Conway's Game of Life - Notable Life Programs

Notable Life Programs

Computers have been used to follow Life configurations from the earliest days. When John Conway was first investigating how various starting configurations developed, he tracked them by hand using a Go board with its black and white stones. This was tedious and prone to errors. The first-ever Life program was written by John Francis (an undergraduate student at Cambridge) on an IBM 360, and was used to automate this process and track the fate of the "R" pentomino for 1000 generations. The first interactive Life program was written in ALGOL 68 for the PDP-7 by M. J. T. Guy and S. R. Bourne. The results were published in the October 1970 issue of Scientific American and - regarding the use of the program - reports "Without its help, some discoveries about the game would have been difficult to make."

There are now thousands of Life programs online, so a full list will not be provided here. The following is a small selection of programs with some special claim to notability, such as popularity or unusual features. Most of these programs incorporate a graphical user interface for pattern editing and simulation, the capability for simulating multiple rules including Life, and a large library of interesting patterns in Life and other CA rules.

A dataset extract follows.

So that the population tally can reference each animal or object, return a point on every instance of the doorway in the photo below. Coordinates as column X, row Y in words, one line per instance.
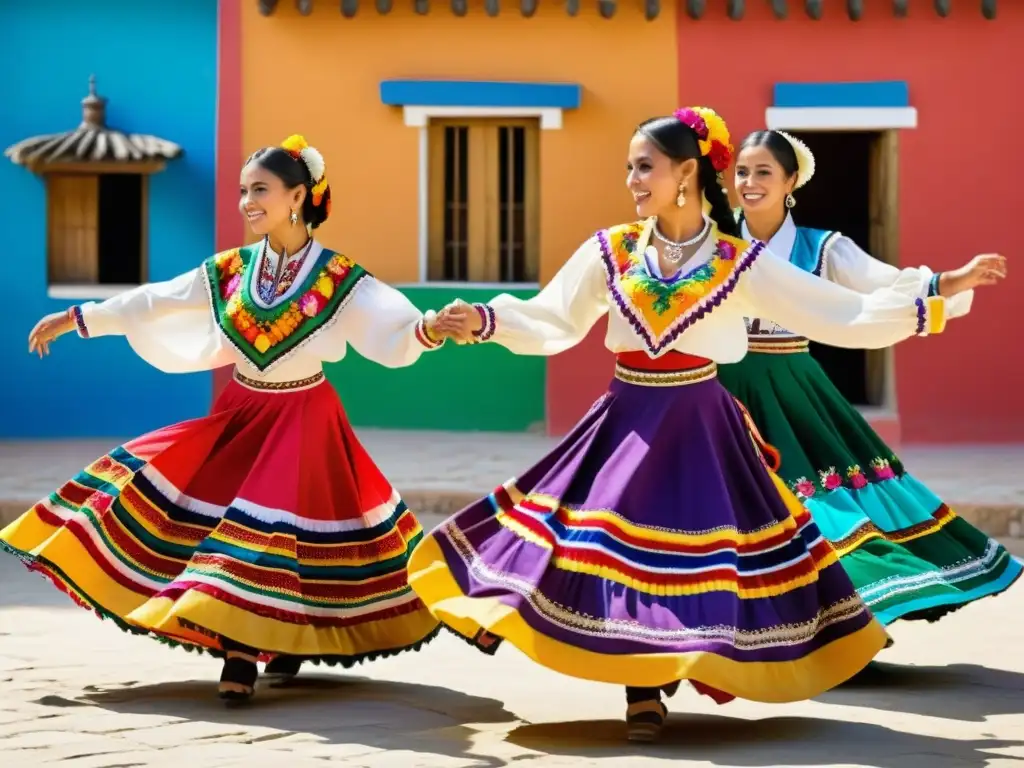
column 854, row 192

  • Conway's Game of Life, by Alan Hensel. A pop-up Java web applet with fast simulation algorithms and a large library of interesting Life patterns.
  • Golly. A cross-platform (Windows, Macintosh and Linux) open-source simulation system for Life and other cellular automata, by Andrew Trevorrow and Tomas Rokicki. It includes the hashlife algorithm for extremely fast generation, and Perl or Python scriptability for both editing and simulation.
  • Life32. Freeware for Windows machines, it includes powerful and scriptable pattern editing features.
  • Mirek's Cellebration. Free 1-D and 2-D cellular automata viewer, explorer and editor for Windows. Includes powerful facilities for simulating and viewing a wide variety of CA rules including Life, and a scriptable editor.
  • Xlife. A cellular-automaton laboratory by Jon Bennett. The standard UNIX X11 Life simulation application for a long time, it has also been ported to Windows. Can handle cellular automaton rules with the same neighbourhood as Life, and up to eight possible states per cell.